EVMS investigators employed an in-house program to assign samples in a randomized matrix pattern to prevent bias between replicates, or clinical status, and chip spot position. All samples were processed in triplicate and the arrayed chips were read in a 48-h period. The matrix codes were assigned by an individual separate from the team that processed the samples so that each phase of the study was blinded with respect to the operator. The code was broken during the classification stage.

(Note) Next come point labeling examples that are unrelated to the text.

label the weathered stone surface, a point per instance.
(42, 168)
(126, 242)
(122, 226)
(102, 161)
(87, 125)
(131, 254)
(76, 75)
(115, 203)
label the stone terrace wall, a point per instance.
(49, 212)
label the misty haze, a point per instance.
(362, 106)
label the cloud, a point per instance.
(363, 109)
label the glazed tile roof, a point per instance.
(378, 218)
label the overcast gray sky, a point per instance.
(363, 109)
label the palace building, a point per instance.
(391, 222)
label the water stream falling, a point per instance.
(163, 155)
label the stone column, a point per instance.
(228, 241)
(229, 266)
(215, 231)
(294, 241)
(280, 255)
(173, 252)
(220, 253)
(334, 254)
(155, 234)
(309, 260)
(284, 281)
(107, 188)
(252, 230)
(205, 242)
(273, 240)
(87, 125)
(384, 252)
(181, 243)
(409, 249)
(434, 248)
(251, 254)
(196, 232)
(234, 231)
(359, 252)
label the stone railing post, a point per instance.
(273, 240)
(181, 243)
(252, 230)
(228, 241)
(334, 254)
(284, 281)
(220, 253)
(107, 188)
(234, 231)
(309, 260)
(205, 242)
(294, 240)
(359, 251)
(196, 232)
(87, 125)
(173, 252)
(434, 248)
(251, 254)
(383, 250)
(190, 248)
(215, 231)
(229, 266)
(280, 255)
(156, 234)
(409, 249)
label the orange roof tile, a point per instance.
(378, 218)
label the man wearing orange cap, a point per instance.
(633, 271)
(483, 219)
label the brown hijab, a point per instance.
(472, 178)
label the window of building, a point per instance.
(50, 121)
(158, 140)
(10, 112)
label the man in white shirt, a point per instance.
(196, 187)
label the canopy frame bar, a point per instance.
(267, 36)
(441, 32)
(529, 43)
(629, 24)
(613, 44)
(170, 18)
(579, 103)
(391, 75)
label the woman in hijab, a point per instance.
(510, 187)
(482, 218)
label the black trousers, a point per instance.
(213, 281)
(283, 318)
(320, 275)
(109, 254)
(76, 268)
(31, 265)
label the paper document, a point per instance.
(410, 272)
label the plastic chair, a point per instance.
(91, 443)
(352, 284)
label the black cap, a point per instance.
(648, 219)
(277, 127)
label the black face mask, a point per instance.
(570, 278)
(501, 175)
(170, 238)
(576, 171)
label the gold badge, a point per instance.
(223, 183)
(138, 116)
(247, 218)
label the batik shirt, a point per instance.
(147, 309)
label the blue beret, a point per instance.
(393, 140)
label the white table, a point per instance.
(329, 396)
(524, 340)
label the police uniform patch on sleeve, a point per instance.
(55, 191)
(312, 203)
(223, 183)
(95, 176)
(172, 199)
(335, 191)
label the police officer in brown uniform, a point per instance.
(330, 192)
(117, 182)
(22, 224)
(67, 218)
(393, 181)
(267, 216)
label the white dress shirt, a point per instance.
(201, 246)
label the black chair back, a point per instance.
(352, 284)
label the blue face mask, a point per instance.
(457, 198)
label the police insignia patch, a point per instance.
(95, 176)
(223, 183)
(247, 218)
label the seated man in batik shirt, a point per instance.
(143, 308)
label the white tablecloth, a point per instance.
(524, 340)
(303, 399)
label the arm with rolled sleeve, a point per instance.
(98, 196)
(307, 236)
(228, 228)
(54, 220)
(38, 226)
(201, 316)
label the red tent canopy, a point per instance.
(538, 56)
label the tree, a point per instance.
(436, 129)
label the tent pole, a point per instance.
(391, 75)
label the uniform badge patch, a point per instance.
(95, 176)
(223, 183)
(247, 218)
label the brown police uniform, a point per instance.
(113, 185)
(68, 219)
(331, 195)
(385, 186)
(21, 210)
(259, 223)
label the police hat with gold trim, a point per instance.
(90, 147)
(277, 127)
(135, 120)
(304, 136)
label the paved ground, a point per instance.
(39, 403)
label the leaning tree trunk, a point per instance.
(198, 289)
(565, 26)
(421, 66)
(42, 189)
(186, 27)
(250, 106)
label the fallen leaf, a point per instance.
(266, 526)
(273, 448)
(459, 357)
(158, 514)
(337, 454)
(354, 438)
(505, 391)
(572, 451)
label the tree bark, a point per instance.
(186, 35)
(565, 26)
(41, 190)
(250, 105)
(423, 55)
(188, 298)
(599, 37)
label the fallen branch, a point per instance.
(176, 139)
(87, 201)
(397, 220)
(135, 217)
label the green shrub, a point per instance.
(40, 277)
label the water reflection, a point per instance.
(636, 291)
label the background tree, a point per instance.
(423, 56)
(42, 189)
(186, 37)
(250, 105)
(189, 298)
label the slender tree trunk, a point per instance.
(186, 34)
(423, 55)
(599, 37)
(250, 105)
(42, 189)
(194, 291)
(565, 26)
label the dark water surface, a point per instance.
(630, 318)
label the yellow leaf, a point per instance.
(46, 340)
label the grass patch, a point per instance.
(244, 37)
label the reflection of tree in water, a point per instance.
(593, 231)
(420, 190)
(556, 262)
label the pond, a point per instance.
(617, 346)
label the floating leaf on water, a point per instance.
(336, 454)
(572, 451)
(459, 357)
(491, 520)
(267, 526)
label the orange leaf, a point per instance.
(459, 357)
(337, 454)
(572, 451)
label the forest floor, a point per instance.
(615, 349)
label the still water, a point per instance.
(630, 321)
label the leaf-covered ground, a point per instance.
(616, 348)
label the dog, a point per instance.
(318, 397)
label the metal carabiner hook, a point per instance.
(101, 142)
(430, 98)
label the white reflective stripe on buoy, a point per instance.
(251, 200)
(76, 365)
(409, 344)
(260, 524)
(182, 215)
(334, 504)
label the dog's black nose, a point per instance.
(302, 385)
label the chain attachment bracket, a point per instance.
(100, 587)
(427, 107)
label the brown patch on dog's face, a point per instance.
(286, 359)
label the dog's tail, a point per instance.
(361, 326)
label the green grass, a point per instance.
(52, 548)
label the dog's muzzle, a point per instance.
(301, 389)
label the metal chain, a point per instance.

Before analysis, the data were divided into two sets. The training set consisted of 145 different patients, of which 78 were classified during the clinical portion as "normal," and 67 with various stages of ATL. After removing spectra from the triplicate processing that had poor signal-to-noise due to instrument problems, we were left with 417 cases for the study. This constituted approximately two-thirds of the data taken; the remaining one-third (with all corresponding replicates) was withheld for validation until a final classifier was created. The data are available at ProteomeCommons.org, under the title "Leukemia'04 TOF spectra parsed into Rdata files."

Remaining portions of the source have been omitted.